O globo, n. 29803, 13/03/2015. Economia, p. 26
 
Enviado por Míriam Leitão e Alvaro Gribel 
 
A confusão do dólar

Maxidesvalorização. O especialista em câmbio e sócio da Tendências Consultoria Nathan Blanche já usa essa palavra para definir o que aconteceu com o real. A moeda brasileira perdeu 31% do seu valor desde o primeiro turno das eleições, saindo de R$ 2,40 para R$ 3,16. A alta tem dois efeitos colaterais imediatos: mais pressão sobre a inflação e crescimento da dívida da Petrobras. E deixa um risco fiscal no colo do Banco Central.

Alta forte da moeda americana tem sempre um ganho possível a médio prazo, que é o aumento da competitividade das exportações, mas é desorganizador da economia no curto prazo. Qualquer empresa, não apenas a Petrobras, que tiver dívida em moeda estrangeira está vendo seu passivo subir.

O dólar está em alta no mundo inteiro, mas tem subido mais no Brasil. E isso apesar de o país ter US$ 370 bilhões de reservas e manter um programa de intervenções no mercado futuro que soma mais de US$ 100 bilhões. A explicação para essa alta mais forte está nos pontos frágeis da economia brasileira.

A Petrobras — que ainda não divulgou o balanço de 2014 — quando publicar o resultado do primeiro trimestre de 2015 terá de contabilizar um enorme aumento do seu endividamento. Pelas contas da analista Karina Freitas, da Concórdia Corretora, a pedido do blog, a dívida da estatal pode crescer R$ 70 bilhões com um câmbio no nível em que está. A empresa tem 70% de sua dívida em moeda americana. Outras empresas têm o mesmo problema porque se endividaram externamente quando o dólar estava barato.

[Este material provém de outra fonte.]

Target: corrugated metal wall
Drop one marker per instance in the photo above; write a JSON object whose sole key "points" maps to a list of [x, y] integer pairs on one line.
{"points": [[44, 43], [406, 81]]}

O que acontece com o dólar é um fenômeno mundial, mas em alguns países houve uma ação deliberada para que acontecesse. Esta semana, o euro atingiu o valor mais baixo dos últimos 12 anos sobre a moeda americana. Parte disso é reflexo do programa de estímulos do Banco Central Europeu, que combate o risco da deflação. O iene japonês caiu muito pelo mesmo motivo.

A antiga equipe econômica tomou várias medidas, quando o dólar estava barato, para formar a alta, mas elas acabaram provocando instabilidade. Desde 2009, foram pelo menos 22 ações, desde aumento de IOF para a entrada de capital, até a revogação do imposto, tempos depois, a mudanças de prazos para a sua incidência, aumento de compulsório, e operações de swap reversos.

O dólar acompanhou o movimento do Credit Default Swap (CDS) brasileiro. O CDS é o custo cobrado para se fazer um seguro contra o risco de um determinado país. Quanto maiores forem as taxas, maior é o que os economistas chamam de “prêmio de risco”. Enquanto o CDS do Brasil subiu para 250 pontos, a média dos países que firmaram a Aliança do Pacífico (Chile, Colômbia, México e Peru) está em 113 pontos. É um termômetro de que o mercado considera que o Brasil está mais vulnerável. A inflação por aqui passa de 7%, enquanto a média nesses países é de 3,5%. O déficit em conta-corrente aqui é de 4,2% do PIB. Neles, de 3,2%. Nosso PIB não está crescendo, mas as projeções apontam para uma alta de 3,4% nesses quatro países.

Com o argumento de que era preciso evitar a volatilidade cambial, o BC passou há dois anos a atuar fortemente no mercado futuro. O problema é que agora tem mais de US$ 100 bilhões em contratos firmados. O novo ministro da Fazenda, Joaquim Levy, avisou que é preciso diminuir o tamanho desse programa, que traz um risco fiscal embutido. Quando o dólar sobe acima do preço firmado pelo BC, ele precisa pagar a diferença. A consultoria Tendência estimou que em fevereiro o BC pode ter perdido R$ 17 bilhões com a desvalorização do real.

— O Banco Central trocou o instrumento clássico de combate à inflação, que é a política monetária, por esse programa de swaps, que ganhou proporções muito grandes. Isso se transformou em um enorme risco fiscal para o país, porque se o BC fechasse hoje todos os contratos abertos, teria uma enorme perda — disse Nathan.

O momento de valorização do dólar estava marcado para acontecer. O Fed suspendeu aos poucos os programas de estímulo monetário, e agora a expectativa é de alta de juros se houver risco de formação de bolha. O país teve tempo de se preparar para esse momento, mas fez o oposto: aumentou seus déficits e não reduziu a inflação. É torcer para que apareça o lado bom do dólar alto: o aumento das exportações brasileiras.